As Cardinal Becciu goes to court, Francis' financial reforms also on trial
The Vatican is opening criminal proceedings on July 27 against Giovanni Angelo Becciu, a once-powerful cardinal demoted by Pope Francis last fall, and nine other defendants.
They are charged with embezzlement and other crimes linked to a 2013 investment of a purported $240 million in a London real estate venture that kept swallowing money until it went bust, leaving an approximate $415 million Vatican loss.
The trial marks an emboldened turn in Francis’ papacy, likely to surpass other forensic dramas in the chain of scandals since “Vatileaks,” when Pope Benedict XVI’s butler, Paolo Gabriele, went to prison in 2012 for leaking papal documents to an Italian reporter. In that trial, the magistrate barred key evidence from a secret report by three cardinals that could have shed light on who assisted Gabriele.
In the current trial, the prosecution’s web work of links among defendants has attacked the leaders of both the Vatican bank (formally, the Institute for the Works of Religion) and the Vatican’s wider financial watchdog apparatus.
The trial before a magistrate has no jury. Prosecutions in Western courts rely on a story, a simpler-the-better narrative in proving guilt. This one resembles a police procedural directed by Fellini.

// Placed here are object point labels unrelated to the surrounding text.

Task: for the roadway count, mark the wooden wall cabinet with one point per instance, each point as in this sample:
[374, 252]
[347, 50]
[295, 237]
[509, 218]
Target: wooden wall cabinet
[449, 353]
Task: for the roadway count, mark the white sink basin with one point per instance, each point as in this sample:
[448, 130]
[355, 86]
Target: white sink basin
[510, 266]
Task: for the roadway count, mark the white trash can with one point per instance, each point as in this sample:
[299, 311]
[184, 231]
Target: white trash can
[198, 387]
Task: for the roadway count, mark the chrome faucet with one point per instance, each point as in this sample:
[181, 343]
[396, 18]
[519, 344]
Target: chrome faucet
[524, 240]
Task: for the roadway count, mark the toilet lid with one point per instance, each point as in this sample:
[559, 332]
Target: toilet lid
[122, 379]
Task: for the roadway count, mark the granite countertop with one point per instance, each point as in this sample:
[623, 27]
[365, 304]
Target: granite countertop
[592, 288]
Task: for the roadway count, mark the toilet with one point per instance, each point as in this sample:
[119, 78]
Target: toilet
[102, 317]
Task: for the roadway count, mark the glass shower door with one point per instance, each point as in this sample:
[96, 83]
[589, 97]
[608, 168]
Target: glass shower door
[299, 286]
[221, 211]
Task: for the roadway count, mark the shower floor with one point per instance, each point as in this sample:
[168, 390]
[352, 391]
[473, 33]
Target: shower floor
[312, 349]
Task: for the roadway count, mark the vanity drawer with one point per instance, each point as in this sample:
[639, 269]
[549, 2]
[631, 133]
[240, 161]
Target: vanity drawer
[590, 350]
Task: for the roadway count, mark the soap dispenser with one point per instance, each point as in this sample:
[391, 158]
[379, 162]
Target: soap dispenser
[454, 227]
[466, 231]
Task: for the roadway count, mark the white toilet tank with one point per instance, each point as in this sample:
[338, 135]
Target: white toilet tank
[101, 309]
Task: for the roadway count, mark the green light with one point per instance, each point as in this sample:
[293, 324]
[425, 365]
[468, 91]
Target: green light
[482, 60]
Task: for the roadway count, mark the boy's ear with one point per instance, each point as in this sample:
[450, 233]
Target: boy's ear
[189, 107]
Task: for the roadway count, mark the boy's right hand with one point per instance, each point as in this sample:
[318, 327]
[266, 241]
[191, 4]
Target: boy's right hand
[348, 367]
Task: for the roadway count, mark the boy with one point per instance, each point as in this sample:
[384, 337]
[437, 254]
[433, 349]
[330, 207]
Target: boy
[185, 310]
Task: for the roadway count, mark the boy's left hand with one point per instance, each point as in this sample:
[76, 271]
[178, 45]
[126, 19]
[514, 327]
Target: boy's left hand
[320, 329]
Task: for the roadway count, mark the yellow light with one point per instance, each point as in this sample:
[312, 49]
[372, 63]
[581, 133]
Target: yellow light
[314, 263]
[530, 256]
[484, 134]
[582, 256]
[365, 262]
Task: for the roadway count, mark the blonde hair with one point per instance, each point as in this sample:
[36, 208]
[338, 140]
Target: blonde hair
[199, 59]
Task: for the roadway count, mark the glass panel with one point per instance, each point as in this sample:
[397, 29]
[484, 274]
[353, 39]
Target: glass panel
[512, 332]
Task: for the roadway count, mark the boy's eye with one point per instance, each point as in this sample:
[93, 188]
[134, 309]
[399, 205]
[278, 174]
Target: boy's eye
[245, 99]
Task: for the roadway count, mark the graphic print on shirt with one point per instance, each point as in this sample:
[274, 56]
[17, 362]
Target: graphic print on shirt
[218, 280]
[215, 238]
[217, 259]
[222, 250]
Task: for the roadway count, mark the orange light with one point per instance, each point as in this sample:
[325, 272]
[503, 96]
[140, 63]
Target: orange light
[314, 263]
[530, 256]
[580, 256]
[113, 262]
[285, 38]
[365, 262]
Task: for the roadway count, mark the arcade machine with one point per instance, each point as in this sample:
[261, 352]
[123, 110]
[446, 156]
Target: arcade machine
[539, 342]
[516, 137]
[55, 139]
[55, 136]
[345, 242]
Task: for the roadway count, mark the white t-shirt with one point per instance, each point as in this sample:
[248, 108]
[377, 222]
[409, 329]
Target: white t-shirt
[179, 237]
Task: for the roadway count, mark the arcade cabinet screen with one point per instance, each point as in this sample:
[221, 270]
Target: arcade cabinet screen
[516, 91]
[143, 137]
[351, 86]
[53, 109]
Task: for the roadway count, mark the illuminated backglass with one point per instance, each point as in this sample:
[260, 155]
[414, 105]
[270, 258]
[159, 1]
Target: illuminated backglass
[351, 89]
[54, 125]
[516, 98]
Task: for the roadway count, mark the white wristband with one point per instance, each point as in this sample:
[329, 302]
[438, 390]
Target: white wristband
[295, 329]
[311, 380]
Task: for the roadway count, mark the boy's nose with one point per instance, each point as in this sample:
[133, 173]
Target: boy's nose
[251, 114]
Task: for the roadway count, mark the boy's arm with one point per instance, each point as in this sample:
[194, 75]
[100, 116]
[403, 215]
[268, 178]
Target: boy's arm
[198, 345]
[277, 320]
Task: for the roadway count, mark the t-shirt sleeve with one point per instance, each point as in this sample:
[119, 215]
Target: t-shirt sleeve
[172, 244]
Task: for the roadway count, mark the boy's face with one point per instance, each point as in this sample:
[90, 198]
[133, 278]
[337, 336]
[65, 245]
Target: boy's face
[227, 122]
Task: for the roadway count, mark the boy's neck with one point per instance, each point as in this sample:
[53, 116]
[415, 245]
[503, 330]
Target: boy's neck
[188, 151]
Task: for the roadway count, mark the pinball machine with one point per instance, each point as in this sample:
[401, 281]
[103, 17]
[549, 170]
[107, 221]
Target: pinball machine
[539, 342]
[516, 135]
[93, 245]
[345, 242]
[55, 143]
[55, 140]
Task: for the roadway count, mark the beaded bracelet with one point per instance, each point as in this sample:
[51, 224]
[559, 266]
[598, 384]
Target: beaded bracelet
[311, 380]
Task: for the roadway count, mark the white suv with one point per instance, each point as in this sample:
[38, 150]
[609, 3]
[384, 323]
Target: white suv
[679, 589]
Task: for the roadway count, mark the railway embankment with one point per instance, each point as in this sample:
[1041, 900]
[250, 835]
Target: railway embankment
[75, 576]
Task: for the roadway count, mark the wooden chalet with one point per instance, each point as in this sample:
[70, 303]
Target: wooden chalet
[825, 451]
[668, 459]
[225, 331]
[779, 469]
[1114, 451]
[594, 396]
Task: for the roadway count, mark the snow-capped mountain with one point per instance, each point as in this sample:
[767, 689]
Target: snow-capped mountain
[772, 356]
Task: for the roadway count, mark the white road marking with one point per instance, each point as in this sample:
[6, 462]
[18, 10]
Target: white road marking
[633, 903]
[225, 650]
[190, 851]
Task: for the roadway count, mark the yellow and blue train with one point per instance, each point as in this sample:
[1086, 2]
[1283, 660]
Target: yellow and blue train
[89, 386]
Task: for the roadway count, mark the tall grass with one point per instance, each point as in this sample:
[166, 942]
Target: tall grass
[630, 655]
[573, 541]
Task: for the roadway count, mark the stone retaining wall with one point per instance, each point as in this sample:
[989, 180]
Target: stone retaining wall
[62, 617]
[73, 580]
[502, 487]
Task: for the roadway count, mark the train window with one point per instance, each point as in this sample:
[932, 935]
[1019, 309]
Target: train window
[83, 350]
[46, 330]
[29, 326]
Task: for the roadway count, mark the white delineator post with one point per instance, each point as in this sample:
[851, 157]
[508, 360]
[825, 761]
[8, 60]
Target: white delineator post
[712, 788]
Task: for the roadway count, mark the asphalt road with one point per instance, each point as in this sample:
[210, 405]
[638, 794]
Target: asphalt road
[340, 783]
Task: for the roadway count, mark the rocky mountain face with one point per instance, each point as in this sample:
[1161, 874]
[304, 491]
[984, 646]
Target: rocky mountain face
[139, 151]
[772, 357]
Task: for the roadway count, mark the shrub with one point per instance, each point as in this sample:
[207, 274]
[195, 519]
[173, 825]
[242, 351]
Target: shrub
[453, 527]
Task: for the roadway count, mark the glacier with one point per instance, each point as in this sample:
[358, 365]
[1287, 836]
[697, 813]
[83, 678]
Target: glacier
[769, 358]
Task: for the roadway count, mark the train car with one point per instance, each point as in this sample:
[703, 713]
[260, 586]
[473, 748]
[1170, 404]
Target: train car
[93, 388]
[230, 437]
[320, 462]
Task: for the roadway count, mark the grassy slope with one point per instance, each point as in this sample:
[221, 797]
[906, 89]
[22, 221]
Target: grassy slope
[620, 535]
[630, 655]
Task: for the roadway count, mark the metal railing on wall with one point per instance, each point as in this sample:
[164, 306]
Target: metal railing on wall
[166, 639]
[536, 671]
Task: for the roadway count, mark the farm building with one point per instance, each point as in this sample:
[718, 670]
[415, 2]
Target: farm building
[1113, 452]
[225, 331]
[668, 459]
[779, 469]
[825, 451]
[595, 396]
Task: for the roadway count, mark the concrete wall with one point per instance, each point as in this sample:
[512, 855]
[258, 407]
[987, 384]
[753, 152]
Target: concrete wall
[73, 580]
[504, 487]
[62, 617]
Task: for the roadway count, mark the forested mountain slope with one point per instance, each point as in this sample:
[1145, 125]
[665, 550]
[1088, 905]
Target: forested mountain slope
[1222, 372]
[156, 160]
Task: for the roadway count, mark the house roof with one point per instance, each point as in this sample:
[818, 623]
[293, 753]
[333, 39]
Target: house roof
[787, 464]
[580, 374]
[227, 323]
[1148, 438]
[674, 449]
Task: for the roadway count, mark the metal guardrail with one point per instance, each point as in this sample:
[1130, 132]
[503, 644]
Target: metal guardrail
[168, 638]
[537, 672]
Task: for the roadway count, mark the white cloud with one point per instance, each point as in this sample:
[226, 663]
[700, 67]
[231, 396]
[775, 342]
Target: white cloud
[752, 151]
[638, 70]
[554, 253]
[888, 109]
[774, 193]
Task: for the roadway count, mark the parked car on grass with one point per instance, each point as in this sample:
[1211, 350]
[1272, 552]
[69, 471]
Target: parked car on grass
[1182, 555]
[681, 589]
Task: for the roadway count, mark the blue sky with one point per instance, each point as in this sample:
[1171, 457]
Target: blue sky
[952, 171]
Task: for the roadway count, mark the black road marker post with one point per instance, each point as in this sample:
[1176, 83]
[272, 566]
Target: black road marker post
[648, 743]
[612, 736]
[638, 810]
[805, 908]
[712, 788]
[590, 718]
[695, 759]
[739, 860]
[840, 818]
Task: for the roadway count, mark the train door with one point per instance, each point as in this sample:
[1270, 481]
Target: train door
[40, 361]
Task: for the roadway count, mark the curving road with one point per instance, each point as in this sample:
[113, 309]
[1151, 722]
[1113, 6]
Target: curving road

Still, the trial is the sharpest sign of Francis’ evolving legal strategy in response to church scandals.
Francis has fashioned a two-pronged approach. As a sovereign monarch, he has engineered major revisions in the Code of Canon Law to hold bishops more accountable for negligence and abuse, bringing the church closer to procedures in Western courts.
Fr. Tom Doyle, a veteran canonist, an inactive Dominican priest and expert witness in cases for clergy abuse survivors, credits Francis’ canon law reforms, among which was the removing of the use of strict confidentiality rules in proceedings involving sexual abuse.
The so-called pontifical secret is no longer to apply to any accusations, proceedings or final decisions involving clergy abuse. “It means legitimate requests for church documents in litigation should be respected,” said Doyle.
He told NCR: “In some cases I’ve seen, they’re still fighting for documents. Some of the dioceses are still trying to get confidentiality into settlements. Having the pope on your side in a civil pleading helps.”
Alternatively, said Doyle: “Francis is in a political system that can stonewall him. The Roman Curia has hidden agendas all over the place; he’s managed to cut through that in finding some people he can trust.”
Beyond revising the Code of Canon Law, the Vatican City State under Francis is taking a more aggressive role in prosecuting cases within its legal jurisdiction, far more so than under Popes Benedict XVI and John Paul II in the past.